Of course I would not have chosen a pandemic to get law firms to do the right thing, but it is clear that they needed a jolt—and a big jolt at that—to move them out of complacency and into a place of greater sensitivity and compassion and effectiveness in the modern age.
Will lessons from the past stick in the future?
I am hopeful that these first signs of systemic change will lead to further reforms; I am hopeful that equitable profit sharing and changes in client-generation credit arrangements will follow in recognition of the team effort, as well as critical cultural shifts that rely on appreciation of the individual; and I am hopeful that there will be an emphasis on human factors that will “fix” the profession and make it a more attractive resting place for new generations of legal talent. Time will tell.
But I also am skeptical. Recently, I read an account of a BigLaw firm that has been accused of firing a member of the staff because she “seemed distracted.” The facts show that the woman employee was a very recent widow, the mother of several small children and struggling with the responsibilities of family and work during a pandemic. Distracted? Try devastated. And you would expect a human response and an offer of help. Certainly not a firing.

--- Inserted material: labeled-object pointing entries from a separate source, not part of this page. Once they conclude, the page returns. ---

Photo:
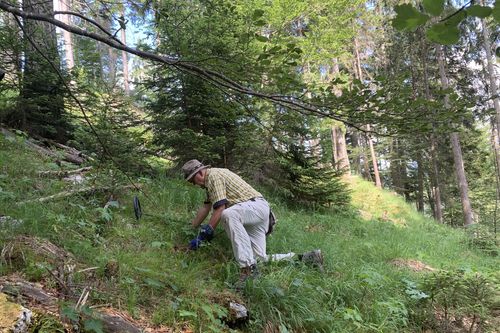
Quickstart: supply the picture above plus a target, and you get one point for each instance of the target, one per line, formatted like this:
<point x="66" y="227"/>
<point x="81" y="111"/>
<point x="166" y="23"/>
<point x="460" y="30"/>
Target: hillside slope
<point x="387" y="268"/>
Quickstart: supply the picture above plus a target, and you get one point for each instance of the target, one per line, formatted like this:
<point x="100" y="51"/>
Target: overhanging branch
<point x="214" y="77"/>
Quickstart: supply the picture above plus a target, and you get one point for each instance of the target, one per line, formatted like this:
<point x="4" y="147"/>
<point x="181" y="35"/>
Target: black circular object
<point x="137" y="208"/>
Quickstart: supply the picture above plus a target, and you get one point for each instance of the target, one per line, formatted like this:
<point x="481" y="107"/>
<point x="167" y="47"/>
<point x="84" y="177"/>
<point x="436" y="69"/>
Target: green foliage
<point x="434" y="7"/>
<point x="453" y="295"/>
<point x="308" y="180"/>
<point x="408" y="18"/>
<point x="480" y="236"/>
<point x="45" y="324"/>
<point x="117" y="133"/>
<point x="83" y="317"/>
<point x="446" y="30"/>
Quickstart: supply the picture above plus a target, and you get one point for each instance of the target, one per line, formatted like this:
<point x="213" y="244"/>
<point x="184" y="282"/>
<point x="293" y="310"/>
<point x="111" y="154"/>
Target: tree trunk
<point x="376" y="173"/>
<point x="41" y="94"/>
<point x="356" y="145"/>
<point x="359" y="71"/>
<point x="341" y="159"/>
<point x="68" y="45"/>
<point x="457" y="151"/>
<point x="436" y="184"/>
<point x="420" y="183"/>
<point x="492" y="76"/>
<point x="335" y="158"/>
<point x="435" y="202"/>
<point x="366" y="165"/>
<point x="124" y="56"/>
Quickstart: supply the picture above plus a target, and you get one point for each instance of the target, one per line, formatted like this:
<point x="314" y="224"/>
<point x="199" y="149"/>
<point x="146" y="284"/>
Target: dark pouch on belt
<point x="272" y="222"/>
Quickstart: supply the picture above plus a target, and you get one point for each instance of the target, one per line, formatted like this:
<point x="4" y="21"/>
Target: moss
<point x="9" y="312"/>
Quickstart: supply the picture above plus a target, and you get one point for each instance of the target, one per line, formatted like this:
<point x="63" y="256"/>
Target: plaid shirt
<point x="227" y="188"/>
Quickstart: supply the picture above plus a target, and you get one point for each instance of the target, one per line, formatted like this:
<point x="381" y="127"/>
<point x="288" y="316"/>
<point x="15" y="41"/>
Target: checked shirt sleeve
<point x="216" y="187"/>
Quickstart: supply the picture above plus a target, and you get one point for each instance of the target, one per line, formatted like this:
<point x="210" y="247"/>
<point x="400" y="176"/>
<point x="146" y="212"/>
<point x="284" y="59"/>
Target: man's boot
<point x="249" y="272"/>
<point x="313" y="258"/>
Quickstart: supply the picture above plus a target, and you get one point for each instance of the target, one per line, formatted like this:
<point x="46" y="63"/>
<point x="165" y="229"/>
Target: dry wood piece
<point x="45" y="302"/>
<point x="414" y="265"/>
<point x="63" y="173"/>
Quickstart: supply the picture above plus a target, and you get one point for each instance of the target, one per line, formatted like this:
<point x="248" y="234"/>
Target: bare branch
<point x="206" y="74"/>
<point x="90" y="21"/>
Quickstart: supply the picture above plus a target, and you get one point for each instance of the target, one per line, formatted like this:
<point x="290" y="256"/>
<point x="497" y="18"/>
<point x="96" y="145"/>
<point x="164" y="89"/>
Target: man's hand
<point x="206" y="232"/>
<point x="194" y="244"/>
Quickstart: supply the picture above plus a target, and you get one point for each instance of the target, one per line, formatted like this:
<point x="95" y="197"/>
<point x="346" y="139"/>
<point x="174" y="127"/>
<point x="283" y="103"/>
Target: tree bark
<point x="339" y="150"/>
<point x="492" y="76"/>
<point x="64" y="5"/>
<point x="457" y="151"/>
<point x="420" y="183"/>
<point x="124" y="56"/>
<point x="359" y="71"/>
<point x="435" y="199"/>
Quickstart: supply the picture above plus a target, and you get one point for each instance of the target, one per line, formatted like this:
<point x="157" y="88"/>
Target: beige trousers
<point x="246" y="224"/>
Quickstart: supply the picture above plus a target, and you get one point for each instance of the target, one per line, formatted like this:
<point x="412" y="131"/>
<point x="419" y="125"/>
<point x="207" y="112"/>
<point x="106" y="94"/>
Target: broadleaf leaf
<point x="496" y="11"/>
<point x="434" y="7"/>
<point x="408" y="18"/>
<point x="479" y="11"/>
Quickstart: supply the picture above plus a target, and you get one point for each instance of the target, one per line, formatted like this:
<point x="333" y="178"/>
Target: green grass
<point x="360" y="290"/>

The fiascos with the July 2020 bar exams have also shown our profession in a particularly bad light: delayed decision-making by bar examiners, which has resulted in uncertainty and financial burdens for recent law graduates; test-takers forced to sit for in-person exams in spite of serious health concerns related to the pandemic; technology breaches during online testing, which have added to the inherent stress of this brand of competency testing; and the insults women test-takers have been subjected to in the name of test security.
These all are outrageous and could have been avoided if leaders in our profession had been willing to forgo tradition and fashion creative solutions to respond to unprecedented challenges. If you are not current on the gravity of these matters, my blog post on the subject will help bring you up to speed.
This I know for sure: Lawyers, especially young lawyers, are not pawns in a game of chess. Their lives are not to be wagered as bets during an especially infectious and life-threatening virus. They are the future of our profession, and we need to see them that way and respect them. They will not ruin the profession if the age-old measures of purported competence are abandoned for the good causes of the health and safety of those we have encouraged into the profession.
The failure of the law profession to be creative, innovative, considerate and empathetic is a thundering example of a profession stuck in the past with very little vision and in danger of becoming a culturally bankrupt profession, content with overlooking too many of its members and refusing to do damage control. And we are left to wonder what it will take, beyond a pandemic, to abandon business as usual and read the tea leaves of progress.
I hope for better times. I hope for sounder minds. I hope for a profession that embraces the future and incorporates the proper damage controls to take full advantage of all that future has to offer.
Susan Smith Blakely is a former partner, law career counselor and author of the Best Friends at the Bar book series for female lawyers. Her most recent book is What Millennial Lawyers Want: A Bridge from the Past to the Future of Law Practice.